The tsunami from the big earthquake will be huge and will wash over Vancouver Island. The island also might be gone. The waves and everything in Vancouver will splash over Mount Seymour and over Grouse Mountain.

We used to have many mosquitoes and bats in Toronto. Not anymore. We got rid of them. But the Canada Geese are out of control! Millions of them everywhere.
 
when i was a young kid with no money. i had a cheap sears stereo witht the two speakers that had four inch drivers in them with a six inch circle painted on the wood behind the cloth to make them look bigger. the magnets on the back of the drivers were about 3/4 o an inch in diameter. my uncle gave me two home made speakers that must have been modled after the sweet sixteen. it had three inch speakers in it though. i must say it was a big improvement over the sears speakers. although i didn't even know what bass was back then. but there was a lot of ozzy and ac/dc poured out of those
 
Many cheap console stereos had a photo of a good tweeter pasted on instead of a real tweeter.

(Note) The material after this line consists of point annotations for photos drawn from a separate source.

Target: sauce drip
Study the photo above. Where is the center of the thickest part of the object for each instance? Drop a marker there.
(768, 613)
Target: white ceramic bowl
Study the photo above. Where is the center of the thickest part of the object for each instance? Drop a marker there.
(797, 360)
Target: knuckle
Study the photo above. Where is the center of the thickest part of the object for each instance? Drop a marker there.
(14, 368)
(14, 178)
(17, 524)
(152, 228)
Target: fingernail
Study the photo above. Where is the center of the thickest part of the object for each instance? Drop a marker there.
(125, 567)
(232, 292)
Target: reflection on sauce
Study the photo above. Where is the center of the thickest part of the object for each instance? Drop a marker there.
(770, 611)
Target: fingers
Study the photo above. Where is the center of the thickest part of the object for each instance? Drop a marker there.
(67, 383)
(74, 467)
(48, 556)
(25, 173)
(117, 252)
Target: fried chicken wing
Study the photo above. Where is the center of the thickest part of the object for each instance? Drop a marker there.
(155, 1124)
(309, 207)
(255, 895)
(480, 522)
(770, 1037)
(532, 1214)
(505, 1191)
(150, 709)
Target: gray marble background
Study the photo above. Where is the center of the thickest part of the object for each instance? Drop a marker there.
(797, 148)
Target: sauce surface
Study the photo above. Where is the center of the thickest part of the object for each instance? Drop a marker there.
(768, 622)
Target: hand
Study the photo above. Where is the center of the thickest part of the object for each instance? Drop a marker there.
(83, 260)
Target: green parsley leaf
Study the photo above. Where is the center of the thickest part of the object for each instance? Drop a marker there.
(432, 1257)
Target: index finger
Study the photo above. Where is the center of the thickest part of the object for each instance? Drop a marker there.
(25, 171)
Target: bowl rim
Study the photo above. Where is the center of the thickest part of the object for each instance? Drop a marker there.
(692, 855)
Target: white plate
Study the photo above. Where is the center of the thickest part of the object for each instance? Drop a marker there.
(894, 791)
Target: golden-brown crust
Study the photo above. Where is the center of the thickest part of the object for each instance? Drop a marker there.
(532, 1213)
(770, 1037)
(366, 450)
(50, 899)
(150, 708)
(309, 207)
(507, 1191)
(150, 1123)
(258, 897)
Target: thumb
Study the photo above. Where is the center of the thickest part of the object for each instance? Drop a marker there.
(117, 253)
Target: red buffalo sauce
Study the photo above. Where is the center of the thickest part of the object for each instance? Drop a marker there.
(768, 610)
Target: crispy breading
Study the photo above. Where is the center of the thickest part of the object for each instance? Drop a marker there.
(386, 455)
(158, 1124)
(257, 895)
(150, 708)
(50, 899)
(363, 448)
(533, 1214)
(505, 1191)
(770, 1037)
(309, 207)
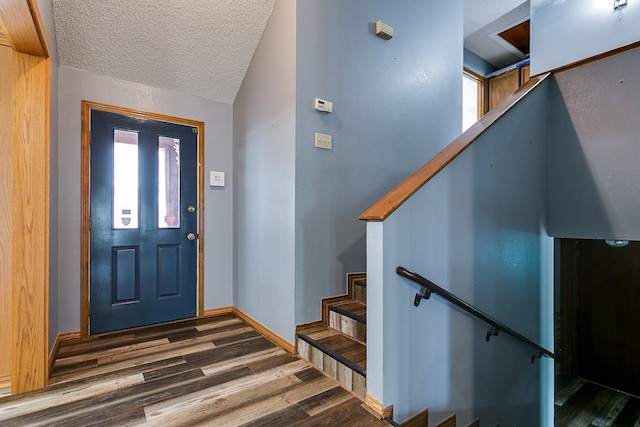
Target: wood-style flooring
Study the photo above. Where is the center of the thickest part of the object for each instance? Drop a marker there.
(217, 371)
(580, 403)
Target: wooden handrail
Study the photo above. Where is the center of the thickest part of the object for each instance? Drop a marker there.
(396, 197)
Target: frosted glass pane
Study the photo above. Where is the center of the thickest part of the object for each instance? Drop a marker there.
(168, 182)
(125, 179)
(469, 102)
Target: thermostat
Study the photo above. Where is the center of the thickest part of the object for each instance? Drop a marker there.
(322, 105)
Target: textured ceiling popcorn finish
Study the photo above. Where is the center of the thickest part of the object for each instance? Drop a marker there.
(200, 47)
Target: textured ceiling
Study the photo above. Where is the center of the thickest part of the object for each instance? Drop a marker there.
(479, 13)
(204, 47)
(201, 47)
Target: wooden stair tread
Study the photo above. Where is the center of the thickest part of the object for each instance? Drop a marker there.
(348, 350)
(353, 309)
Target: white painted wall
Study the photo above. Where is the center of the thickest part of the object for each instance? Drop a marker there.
(77, 85)
(567, 31)
(477, 229)
(264, 157)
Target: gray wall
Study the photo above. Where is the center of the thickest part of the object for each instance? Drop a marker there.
(264, 157)
(595, 150)
(396, 103)
(46, 15)
(478, 229)
(567, 31)
(77, 85)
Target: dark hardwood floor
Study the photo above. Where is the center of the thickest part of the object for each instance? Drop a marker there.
(582, 403)
(217, 371)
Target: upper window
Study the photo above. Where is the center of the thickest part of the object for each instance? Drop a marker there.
(472, 89)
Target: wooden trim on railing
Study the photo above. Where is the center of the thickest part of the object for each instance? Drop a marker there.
(396, 197)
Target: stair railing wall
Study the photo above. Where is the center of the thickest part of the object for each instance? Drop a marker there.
(479, 219)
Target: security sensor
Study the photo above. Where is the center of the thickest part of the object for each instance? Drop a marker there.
(384, 30)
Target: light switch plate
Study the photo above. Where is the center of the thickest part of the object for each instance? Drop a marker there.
(323, 141)
(216, 179)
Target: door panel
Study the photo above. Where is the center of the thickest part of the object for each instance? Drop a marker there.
(608, 314)
(143, 178)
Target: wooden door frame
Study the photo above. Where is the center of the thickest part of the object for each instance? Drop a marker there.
(87, 106)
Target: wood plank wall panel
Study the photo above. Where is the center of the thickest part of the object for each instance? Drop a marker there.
(30, 204)
(6, 119)
(3, 35)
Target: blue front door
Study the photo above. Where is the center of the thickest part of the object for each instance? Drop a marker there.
(143, 256)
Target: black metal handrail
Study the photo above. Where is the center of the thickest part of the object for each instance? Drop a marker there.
(428, 287)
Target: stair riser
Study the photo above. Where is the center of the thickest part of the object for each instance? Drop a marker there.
(348, 326)
(360, 293)
(344, 375)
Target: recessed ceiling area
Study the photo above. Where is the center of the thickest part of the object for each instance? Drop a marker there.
(497, 30)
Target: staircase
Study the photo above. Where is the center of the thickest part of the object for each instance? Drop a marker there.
(337, 346)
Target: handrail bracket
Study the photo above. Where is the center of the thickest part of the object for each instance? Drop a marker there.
(493, 333)
(423, 294)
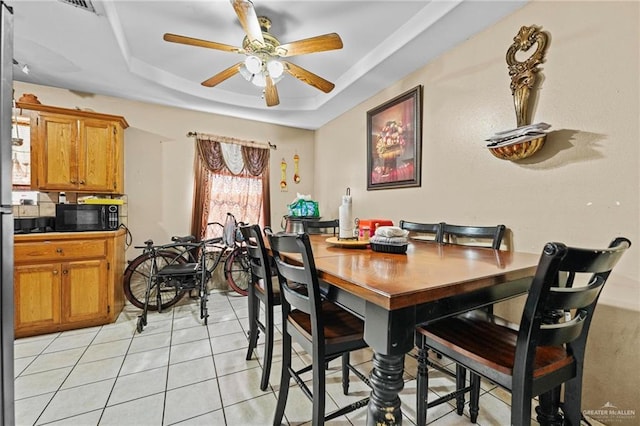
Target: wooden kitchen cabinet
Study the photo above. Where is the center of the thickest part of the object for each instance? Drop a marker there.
(76, 151)
(64, 281)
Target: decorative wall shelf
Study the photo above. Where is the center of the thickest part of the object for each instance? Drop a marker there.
(526, 139)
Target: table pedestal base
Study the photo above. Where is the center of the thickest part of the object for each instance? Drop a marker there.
(386, 383)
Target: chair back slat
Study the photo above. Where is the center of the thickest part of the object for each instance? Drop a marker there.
(564, 332)
(493, 234)
(594, 261)
(298, 279)
(259, 259)
(574, 298)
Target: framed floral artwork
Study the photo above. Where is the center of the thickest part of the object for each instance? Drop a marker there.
(394, 142)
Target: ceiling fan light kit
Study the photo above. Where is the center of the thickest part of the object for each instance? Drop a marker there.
(262, 66)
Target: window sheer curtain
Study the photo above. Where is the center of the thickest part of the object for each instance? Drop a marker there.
(230, 176)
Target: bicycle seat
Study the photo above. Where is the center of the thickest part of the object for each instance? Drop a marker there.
(185, 239)
(179, 269)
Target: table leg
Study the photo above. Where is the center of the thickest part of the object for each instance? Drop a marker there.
(386, 384)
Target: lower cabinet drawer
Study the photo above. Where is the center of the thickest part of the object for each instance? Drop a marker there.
(59, 250)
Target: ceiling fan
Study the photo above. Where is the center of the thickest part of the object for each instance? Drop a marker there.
(263, 65)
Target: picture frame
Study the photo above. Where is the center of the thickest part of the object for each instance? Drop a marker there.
(394, 142)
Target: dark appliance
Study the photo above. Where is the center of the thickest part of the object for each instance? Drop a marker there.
(7, 414)
(87, 217)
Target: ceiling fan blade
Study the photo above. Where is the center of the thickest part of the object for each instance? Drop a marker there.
(174, 38)
(222, 75)
(271, 93)
(309, 77)
(321, 43)
(249, 20)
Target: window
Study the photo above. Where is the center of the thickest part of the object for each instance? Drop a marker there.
(230, 178)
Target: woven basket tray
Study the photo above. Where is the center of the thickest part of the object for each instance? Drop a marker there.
(389, 248)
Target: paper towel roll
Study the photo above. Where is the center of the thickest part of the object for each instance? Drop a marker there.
(345, 218)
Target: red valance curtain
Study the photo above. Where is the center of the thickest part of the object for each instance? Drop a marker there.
(240, 187)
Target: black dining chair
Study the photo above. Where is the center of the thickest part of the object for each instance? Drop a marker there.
(490, 236)
(546, 350)
(321, 226)
(262, 289)
(324, 330)
(432, 231)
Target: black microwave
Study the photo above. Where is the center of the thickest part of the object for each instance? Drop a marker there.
(87, 217)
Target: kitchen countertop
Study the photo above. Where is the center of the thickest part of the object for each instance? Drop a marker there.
(64, 235)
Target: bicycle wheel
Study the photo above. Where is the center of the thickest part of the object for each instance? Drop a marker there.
(237, 271)
(136, 277)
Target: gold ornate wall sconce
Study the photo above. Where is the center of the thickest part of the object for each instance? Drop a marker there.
(526, 139)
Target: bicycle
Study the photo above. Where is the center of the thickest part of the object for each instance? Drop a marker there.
(183, 250)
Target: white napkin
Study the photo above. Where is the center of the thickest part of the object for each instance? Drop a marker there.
(391, 231)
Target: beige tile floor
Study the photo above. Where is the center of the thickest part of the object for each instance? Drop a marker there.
(180, 372)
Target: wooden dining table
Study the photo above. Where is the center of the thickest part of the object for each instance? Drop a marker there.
(393, 293)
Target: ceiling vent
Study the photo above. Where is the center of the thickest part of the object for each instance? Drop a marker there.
(82, 4)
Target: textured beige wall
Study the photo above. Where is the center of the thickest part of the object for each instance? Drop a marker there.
(582, 188)
(159, 157)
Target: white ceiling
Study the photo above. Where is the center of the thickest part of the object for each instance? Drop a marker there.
(119, 50)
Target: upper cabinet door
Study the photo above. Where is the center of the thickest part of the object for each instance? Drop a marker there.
(57, 140)
(96, 156)
(76, 151)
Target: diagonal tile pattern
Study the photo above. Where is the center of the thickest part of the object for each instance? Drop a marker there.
(180, 372)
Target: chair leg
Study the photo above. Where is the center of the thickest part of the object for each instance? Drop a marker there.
(285, 376)
(345, 373)
(573, 401)
(268, 347)
(421, 385)
(461, 379)
(319, 374)
(254, 309)
(474, 397)
(520, 406)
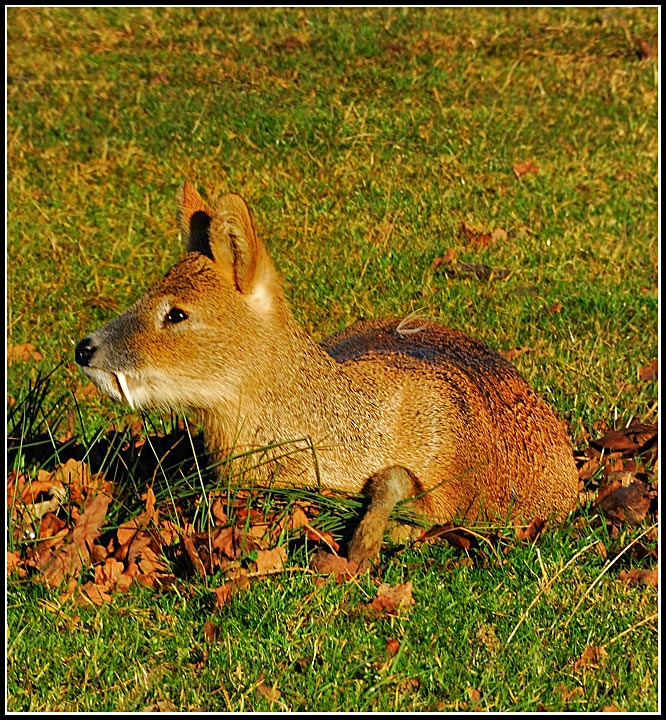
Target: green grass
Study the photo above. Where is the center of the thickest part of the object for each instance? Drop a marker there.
(364, 140)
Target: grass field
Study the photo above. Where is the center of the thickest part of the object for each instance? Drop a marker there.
(493, 169)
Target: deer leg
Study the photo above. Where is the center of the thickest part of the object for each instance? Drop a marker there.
(385, 489)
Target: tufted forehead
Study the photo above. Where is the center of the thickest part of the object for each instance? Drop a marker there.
(194, 274)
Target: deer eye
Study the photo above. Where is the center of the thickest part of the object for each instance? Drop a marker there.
(175, 315)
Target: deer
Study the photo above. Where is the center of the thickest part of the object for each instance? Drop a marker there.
(397, 411)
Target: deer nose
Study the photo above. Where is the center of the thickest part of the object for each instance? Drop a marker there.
(84, 351)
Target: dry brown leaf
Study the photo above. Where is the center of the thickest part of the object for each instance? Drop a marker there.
(74, 553)
(271, 693)
(530, 532)
(24, 352)
(329, 564)
(224, 593)
(270, 561)
(525, 168)
(392, 647)
(211, 631)
(593, 656)
(622, 503)
(649, 372)
(640, 577)
(390, 600)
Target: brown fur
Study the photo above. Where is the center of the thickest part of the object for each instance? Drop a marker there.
(395, 410)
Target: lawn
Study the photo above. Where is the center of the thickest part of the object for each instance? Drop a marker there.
(495, 169)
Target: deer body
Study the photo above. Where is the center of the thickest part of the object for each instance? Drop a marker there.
(394, 410)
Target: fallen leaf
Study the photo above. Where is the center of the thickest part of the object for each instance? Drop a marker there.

Remember vinyl records? I always had the second-best magnetic cartridge made by Shure, because my friend bought the latest ones and gave me his old (1 year old) one.
 
do i remeber vinyl? i still have my records from when i was a kid.. 45 and 33....but no 78:D . you up early on a sunday audio? what time zone are you in? i'm in american central. i wouldn't be up but i have to catch a plane.
 
I have some vinyl records and my record player is still connected. I haven't played it for about 20 years.
I am in The Eastern North American time zone.
I am retired so I get up whenever I want and do whatever I want.
 
I just replaced my record player with a new one.

It has an internal A/D and a USB interface (also has mag and line level outputs).